Overhead, a lone Avro was returning from its expedition over the blue-grey waters of the channel. The drone of its engine sounded unreasonably waspish as it overflew the sanitarium.
“Sometimes,” Andrew said, softly, “I think my patients are the only sane people left in the world. They’re the only ones who see things as they really are, in all their unspeakable and unbearable horror. We’re the mad ones, because we’re the ones who screen that horror out and concentrate our minds on keeping the war going, on killing more and more people more and more quickly. Perhaps you and I are the sick people, Miss Reed. Perhaps Margaret Lane is the one who can see clearly, in her traumatized imagination.”
He had thought that Joanna Reed didn’t have the capacity to surprise him, but she surprised him then. She was already turning to walk away, and her reply seemed not to be addressed to him at all, but she did reply.
What she said was: “That’s exactly why we have to carry on.”
Recently returned to human form, she kneels by the stream and scoops up water with which to wash her face. There is always a period of disorientation while her thinking mind regains its forsaken empire; sometimes, just for a few minutes, she retains some memory of what it is like to go on all fours and to live without sentience.
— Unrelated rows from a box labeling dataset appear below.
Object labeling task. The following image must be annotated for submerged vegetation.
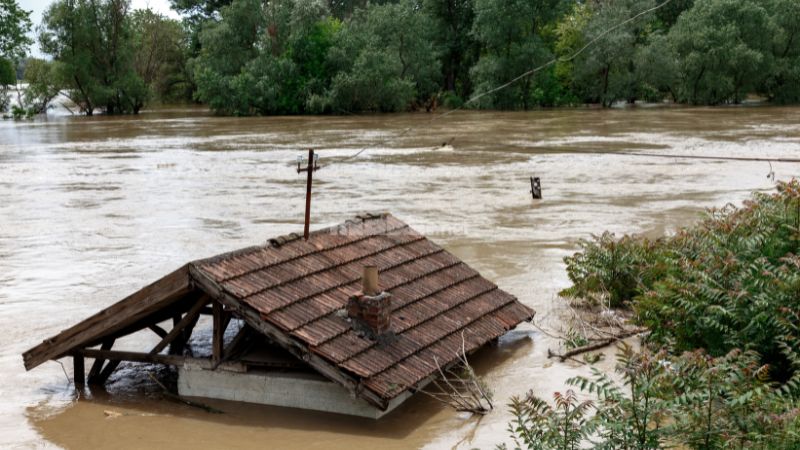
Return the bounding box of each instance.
[0,0,800,115]
[510,180,800,449]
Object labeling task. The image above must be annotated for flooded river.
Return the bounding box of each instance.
[0,108,800,450]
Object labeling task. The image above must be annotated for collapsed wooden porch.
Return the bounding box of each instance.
[23,214,534,412]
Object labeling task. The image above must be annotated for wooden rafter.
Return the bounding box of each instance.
[22,265,192,370]
[76,348,211,369]
[147,324,167,339]
[150,295,210,355]
[89,339,114,384]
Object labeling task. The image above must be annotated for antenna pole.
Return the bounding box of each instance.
[297,148,319,240]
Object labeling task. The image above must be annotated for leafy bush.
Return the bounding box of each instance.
[562,180,800,380]
[500,346,800,450]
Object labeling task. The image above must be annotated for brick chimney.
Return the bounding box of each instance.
[347,266,392,337]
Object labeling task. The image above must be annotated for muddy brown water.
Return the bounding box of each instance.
[0,107,800,449]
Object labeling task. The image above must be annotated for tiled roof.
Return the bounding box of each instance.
[191,214,534,399]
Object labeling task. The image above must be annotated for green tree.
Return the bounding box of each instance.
[471,0,562,109]
[575,0,655,106]
[23,58,60,114]
[761,0,800,103]
[423,0,479,98]
[39,0,147,115]
[0,58,17,113]
[0,0,32,62]
[193,0,341,115]
[328,0,441,112]
[131,9,191,107]
[669,0,778,105]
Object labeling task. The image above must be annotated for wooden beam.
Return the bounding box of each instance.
[222,323,250,361]
[89,339,114,384]
[22,265,192,370]
[189,264,389,411]
[72,354,86,387]
[150,295,209,354]
[77,348,212,369]
[147,324,167,339]
[94,359,122,385]
[80,290,202,348]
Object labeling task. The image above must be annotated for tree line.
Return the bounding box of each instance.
[0,0,800,115]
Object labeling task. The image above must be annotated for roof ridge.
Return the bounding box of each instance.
[189,212,396,266]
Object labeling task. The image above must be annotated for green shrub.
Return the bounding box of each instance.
[500,346,800,450]
[562,180,800,381]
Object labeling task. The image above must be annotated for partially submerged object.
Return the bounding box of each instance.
[23,214,534,418]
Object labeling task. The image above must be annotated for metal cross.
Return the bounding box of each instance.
[297,148,319,240]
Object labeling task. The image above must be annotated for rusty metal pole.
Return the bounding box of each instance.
[303,148,315,240]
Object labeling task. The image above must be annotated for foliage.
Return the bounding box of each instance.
[130,9,191,107]
[471,0,560,109]
[500,390,595,450]
[501,345,800,450]
[22,58,59,114]
[39,0,144,115]
[665,0,776,105]
[0,0,32,61]
[327,0,441,112]
[0,58,17,86]
[422,0,479,98]
[575,0,655,106]
[563,180,800,380]
[39,0,187,115]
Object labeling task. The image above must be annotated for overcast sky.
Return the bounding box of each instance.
[17,0,179,57]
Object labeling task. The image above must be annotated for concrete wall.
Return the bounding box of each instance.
[178,366,411,419]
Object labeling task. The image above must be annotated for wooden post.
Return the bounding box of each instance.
[72,353,86,387]
[361,266,380,295]
[531,177,542,200]
[297,148,319,240]
[211,300,226,364]
[89,339,114,384]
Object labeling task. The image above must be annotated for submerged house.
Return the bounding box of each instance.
[23,214,534,418]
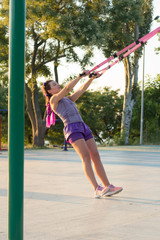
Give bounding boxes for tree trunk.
[121,25,139,144]
[25,81,46,147]
[121,57,138,144]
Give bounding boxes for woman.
[42,71,123,198]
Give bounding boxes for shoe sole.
[104,188,123,197]
[94,189,110,198]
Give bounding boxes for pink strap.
[89,27,160,74]
[46,102,56,128]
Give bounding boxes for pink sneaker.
[94,185,110,198]
[105,184,123,196]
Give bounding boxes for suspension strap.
[89,27,160,76]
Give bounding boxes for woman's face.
[48,81,61,95]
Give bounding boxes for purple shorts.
[63,122,93,144]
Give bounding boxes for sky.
[49,0,160,94]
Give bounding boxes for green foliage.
[0,87,8,144]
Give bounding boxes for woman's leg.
[86,138,110,187]
[72,139,98,190]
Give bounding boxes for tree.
[0,0,108,146]
[102,0,152,144]
[131,74,160,144]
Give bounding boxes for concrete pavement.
[0,146,160,240]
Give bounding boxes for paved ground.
[0,146,160,240]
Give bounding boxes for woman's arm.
[50,71,87,109]
[68,74,101,102]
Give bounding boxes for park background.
[0,0,160,146]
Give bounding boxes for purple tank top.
[54,97,83,126]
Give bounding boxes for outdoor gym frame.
[8,0,26,240]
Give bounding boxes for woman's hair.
[42,80,53,106]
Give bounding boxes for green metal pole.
[8,0,25,240]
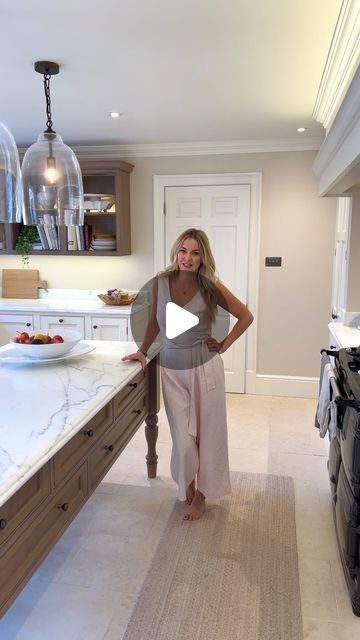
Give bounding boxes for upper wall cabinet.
[0,160,133,256]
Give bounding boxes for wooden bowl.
[98,293,137,306]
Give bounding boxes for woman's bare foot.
[186,480,195,504]
[184,490,205,520]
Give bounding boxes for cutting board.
[2,269,47,298]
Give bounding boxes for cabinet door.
[40,315,85,338]
[0,314,34,346]
[91,316,128,342]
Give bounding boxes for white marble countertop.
[0,298,140,316]
[0,289,148,317]
[328,322,360,348]
[0,340,160,506]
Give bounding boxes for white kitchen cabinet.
[40,314,86,340]
[89,316,128,341]
[0,314,36,346]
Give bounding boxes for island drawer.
[89,392,147,488]
[53,402,113,486]
[0,463,51,547]
[0,463,88,615]
[113,369,148,420]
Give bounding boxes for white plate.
[0,343,96,364]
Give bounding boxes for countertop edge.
[0,344,161,507]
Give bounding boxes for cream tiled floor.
[0,395,360,640]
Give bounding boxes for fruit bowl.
[10,329,82,360]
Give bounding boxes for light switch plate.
[265,257,281,267]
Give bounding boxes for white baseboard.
[255,374,319,398]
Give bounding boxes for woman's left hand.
[205,336,222,353]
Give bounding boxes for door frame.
[153,171,262,394]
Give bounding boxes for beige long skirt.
[161,354,231,500]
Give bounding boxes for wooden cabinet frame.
[0,160,133,256]
[0,356,160,617]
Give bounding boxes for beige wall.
[2,152,336,376]
[346,196,360,312]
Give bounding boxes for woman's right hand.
[121,351,147,371]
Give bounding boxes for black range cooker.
[322,347,360,616]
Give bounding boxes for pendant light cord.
[44,73,55,133]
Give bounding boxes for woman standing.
[123,229,253,520]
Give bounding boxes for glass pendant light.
[22,61,84,226]
[0,122,23,222]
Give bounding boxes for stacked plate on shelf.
[90,233,116,251]
[84,193,115,213]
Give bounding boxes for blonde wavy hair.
[158,229,219,323]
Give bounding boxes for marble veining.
[0,340,160,506]
[0,289,147,317]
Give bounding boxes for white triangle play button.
[166,302,199,340]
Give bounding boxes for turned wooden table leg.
[145,413,159,478]
[145,355,160,478]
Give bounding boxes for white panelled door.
[164,184,250,393]
[331,198,351,322]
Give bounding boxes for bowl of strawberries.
[10,329,82,360]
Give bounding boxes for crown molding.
[19,137,323,160]
[313,67,360,196]
[313,0,360,132]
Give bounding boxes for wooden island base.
[0,358,160,617]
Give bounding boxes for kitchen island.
[0,341,160,615]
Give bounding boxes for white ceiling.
[0,0,341,145]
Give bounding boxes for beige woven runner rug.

It is those precious minutes that inform her of the secret and sacred truth that it is better by far to live as a wolf than as a human being. Wolves are conscious, but not of themselves; they possess—and are possessed by—emotions, but they have no thoughts to spoil the ecstasy of their existence.
She looks up when she hears laughter coming from behind a dense clump of bulrushes that grows where the stream widens into a pool. She moves toward the rushes, crawling on all fours as though she were still a wolf. She peeps discreetly through the curtain of vegetation.
What she sees is betrayal. A male wolf is there, sporting with a female—but the female is a wolf through and through, and the male is not. The male is of the vargr-folk. He does not know what he is doing, of course—but that is no excuse.
Why, the watcher wonders, is it always thus? Why do werewolves prefer such creatures to their own kind? It makes no sense; it is a jarring note in the great litany of Harmony.
She wants to rise to her feet, but she is afraid that if she does so, the wolves will see her as prey, and might attack.
A noise behind her causes her to look around.
The thing that is coming toward her is a travesty of a man, but there is hardly any flesh about it and its face is utterly evil—not hungry, like the face of a wolf, but something much worse.
For a single fleeting second, the watcher thinks: It is justice, after all. Do they not deserve it? But she sees that the creature’s inhuman eyes are fixed on her.
From its hand of polished steel the monster launches a spinning cylinder, which turns over and over in the air, catching the sunlight, before it falls into the water beside her and begins hissing madly. The gas released from within turns the placid stream to turbulent foam.